I've been a web developer since the web's creation; I know CSS. Yes, CSS can supply the necessary formatting.

However, it's not I who want to "pretend" that line 6 and 7 are in fact a single metrical line. The poet quite definitely and intentionally wrote the poem that way, and it is far, far from uncommon. As I've labored to stress, what we could call "white space" is integral to many poems.

Many poems, if styled/formatted with CSS, wouldn't be able to use CSS classes at all, but would rather require line-by-line formatting.

As an extreme example, there is an entire class of poetry called "concrete poetry" that relies almost entirely on typography and white space management.

I didn't mean to start a flame war, only to caution would-be "e-poetry formatters" against casually altering the layout of a poem. Those line breaks mean something.

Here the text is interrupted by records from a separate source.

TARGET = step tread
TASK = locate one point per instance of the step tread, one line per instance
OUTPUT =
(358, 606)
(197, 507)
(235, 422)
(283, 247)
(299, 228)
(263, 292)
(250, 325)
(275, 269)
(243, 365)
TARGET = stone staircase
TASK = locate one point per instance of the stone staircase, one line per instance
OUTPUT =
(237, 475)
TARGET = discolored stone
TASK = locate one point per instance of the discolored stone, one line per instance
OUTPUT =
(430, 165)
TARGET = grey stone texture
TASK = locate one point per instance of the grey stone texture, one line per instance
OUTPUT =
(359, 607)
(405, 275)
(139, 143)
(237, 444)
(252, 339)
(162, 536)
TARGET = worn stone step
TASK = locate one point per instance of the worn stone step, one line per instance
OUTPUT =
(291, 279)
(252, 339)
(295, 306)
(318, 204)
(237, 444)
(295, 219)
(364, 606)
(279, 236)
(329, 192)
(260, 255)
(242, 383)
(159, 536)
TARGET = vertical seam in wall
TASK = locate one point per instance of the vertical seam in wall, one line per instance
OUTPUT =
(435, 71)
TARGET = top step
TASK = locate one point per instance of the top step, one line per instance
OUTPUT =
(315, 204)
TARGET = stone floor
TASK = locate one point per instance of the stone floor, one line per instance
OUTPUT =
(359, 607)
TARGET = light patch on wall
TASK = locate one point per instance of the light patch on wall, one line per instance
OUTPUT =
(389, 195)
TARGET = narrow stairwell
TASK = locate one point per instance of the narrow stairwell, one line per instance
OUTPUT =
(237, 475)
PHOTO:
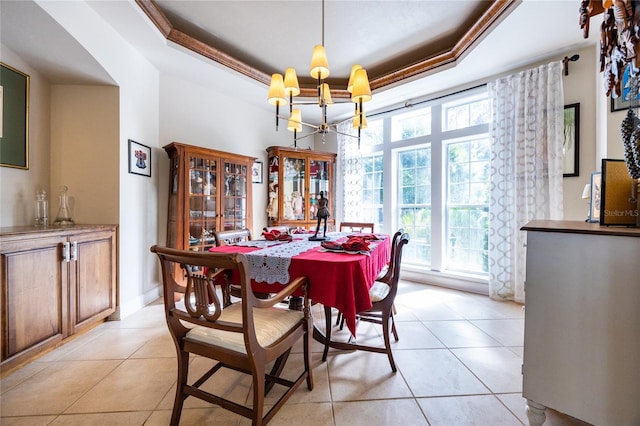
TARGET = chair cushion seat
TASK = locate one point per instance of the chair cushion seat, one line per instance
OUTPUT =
(270, 324)
(379, 291)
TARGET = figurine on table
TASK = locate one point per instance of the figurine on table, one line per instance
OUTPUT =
(323, 213)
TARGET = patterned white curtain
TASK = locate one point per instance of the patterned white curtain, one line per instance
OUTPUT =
(527, 132)
(349, 167)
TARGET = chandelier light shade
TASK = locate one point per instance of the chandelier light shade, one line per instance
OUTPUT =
(295, 121)
(354, 68)
(361, 90)
(276, 91)
(356, 121)
(283, 90)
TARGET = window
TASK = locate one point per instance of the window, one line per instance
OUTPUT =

A few examples for those interested, in which jagged, irregular seeming spacing is intentional and in fact critical to understanding the poem:

Love Calls Us to the Things of This World, Richard Wilbur
Ode: Intimations of Immortality from Recollections of Early Childhood, Wordsworth
Ode to the Confederate Dead, Allan Tate
Paterson, William Carlos Williams (in fact, most of WCW's work)


Code:
Her
     hips were narrow, her
                                     legs
thin and straight She stopped
me in my tracks - until I saw
her
      disappear in the crowd

Yes, I agree there are classes of poetry that do defy using any form of formatting. I think those are best like some mathematical equations you just create an image and go with it. However, I didn't believe that was what the original author was talking about however I have been wrong before.

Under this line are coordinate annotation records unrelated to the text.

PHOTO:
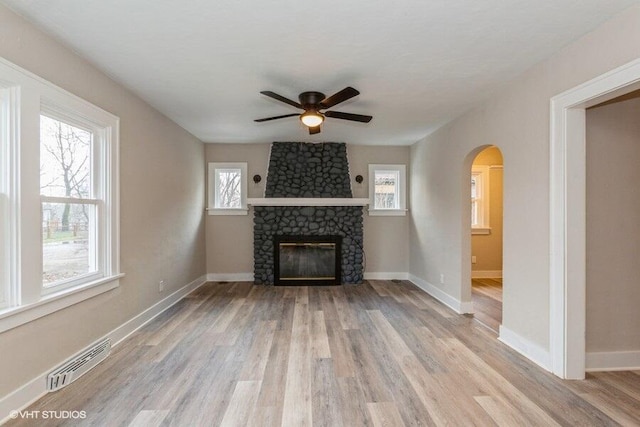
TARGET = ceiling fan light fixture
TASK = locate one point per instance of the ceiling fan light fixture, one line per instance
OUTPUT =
(311, 118)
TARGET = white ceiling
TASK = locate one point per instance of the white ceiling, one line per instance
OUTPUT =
(417, 63)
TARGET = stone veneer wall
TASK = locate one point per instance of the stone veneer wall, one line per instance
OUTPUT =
(298, 169)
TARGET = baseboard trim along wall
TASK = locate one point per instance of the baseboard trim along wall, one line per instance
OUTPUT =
(230, 277)
(386, 276)
(37, 387)
(612, 361)
(451, 302)
(528, 349)
(486, 274)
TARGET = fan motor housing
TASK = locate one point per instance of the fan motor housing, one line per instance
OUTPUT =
(311, 99)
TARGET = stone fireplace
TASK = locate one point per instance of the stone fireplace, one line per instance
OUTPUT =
(305, 170)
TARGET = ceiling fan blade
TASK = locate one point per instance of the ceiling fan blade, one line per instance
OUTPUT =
(348, 116)
(276, 117)
(280, 98)
(337, 98)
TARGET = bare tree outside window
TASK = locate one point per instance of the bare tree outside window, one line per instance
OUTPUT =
(386, 188)
(65, 165)
(228, 188)
(65, 176)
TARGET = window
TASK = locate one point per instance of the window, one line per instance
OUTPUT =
(59, 225)
(227, 189)
(387, 189)
(70, 218)
(480, 200)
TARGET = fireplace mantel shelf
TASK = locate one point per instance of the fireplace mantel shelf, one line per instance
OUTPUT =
(307, 201)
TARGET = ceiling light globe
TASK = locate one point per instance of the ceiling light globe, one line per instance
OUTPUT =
(312, 118)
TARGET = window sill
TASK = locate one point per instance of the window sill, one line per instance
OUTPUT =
(481, 231)
(241, 211)
(13, 317)
(388, 212)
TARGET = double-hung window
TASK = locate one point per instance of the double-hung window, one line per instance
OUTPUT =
(227, 189)
(387, 189)
(59, 216)
(71, 199)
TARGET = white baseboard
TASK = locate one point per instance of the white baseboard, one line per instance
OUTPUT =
(612, 361)
(486, 274)
(375, 275)
(528, 349)
(230, 277)
(451, 302)
(36, 388)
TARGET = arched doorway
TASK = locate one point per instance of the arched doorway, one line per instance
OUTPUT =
(485, 228)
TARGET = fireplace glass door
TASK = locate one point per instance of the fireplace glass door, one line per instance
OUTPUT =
(313, 260)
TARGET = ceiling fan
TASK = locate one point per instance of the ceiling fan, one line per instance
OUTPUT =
(312, 103)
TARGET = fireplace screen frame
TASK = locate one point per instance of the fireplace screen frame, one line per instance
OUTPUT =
(304, 239)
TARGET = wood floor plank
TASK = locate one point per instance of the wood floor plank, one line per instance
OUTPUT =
(320, 348)
(242, 404)
(256, 361)
(380, 353)
(385, 414)
(149, 418)
(326, 404)
(297, 407)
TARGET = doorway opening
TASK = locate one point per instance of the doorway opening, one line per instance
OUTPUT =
(568, 225)
(486, 236)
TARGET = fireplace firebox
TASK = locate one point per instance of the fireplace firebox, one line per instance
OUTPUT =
(308, 260)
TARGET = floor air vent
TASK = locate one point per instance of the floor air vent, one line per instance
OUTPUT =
(73, 369)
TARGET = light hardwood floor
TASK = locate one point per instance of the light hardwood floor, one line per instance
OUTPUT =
(486, 295)
(377, 354)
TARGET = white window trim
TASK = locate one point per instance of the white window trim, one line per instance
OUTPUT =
(211, 206)
(402, 190)
(484, 212)
(27, 299)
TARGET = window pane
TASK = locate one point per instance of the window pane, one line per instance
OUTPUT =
(474, 193)
(386, 189)
(65, 159)
(228, 189)
(68, 251)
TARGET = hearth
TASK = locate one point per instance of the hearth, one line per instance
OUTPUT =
(309, 260)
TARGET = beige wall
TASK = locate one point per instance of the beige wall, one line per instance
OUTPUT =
(230, 238)
(487, 248)
(386, 238)
(161, 202)
(517, 121)
(613, 226)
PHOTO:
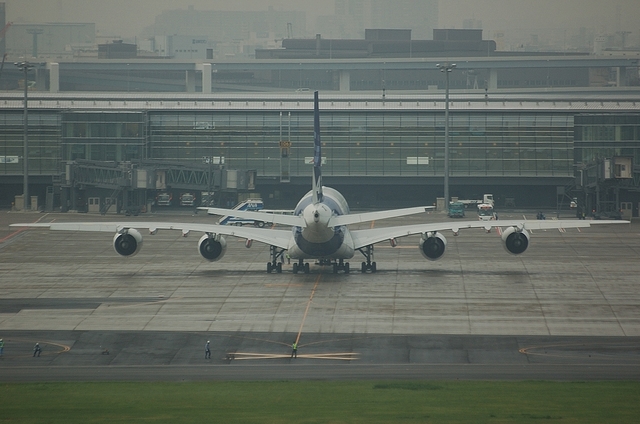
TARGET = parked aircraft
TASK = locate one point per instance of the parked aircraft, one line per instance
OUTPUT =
(319, 229)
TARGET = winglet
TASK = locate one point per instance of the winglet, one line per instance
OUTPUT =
(317, 152)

By the way, there is always worst case items that defy description but if we only designed everything for the worst case then we couldn't do anything. I couldn't even make a eBook out of Alice in Wonderland since there is this tail (tale) in there that defies formatting. (I ended up with a <pre> on that one to make it work. I do not believe that poetry cannot be on an eBook device but I do think you have to be more creative than just saying it can't be done.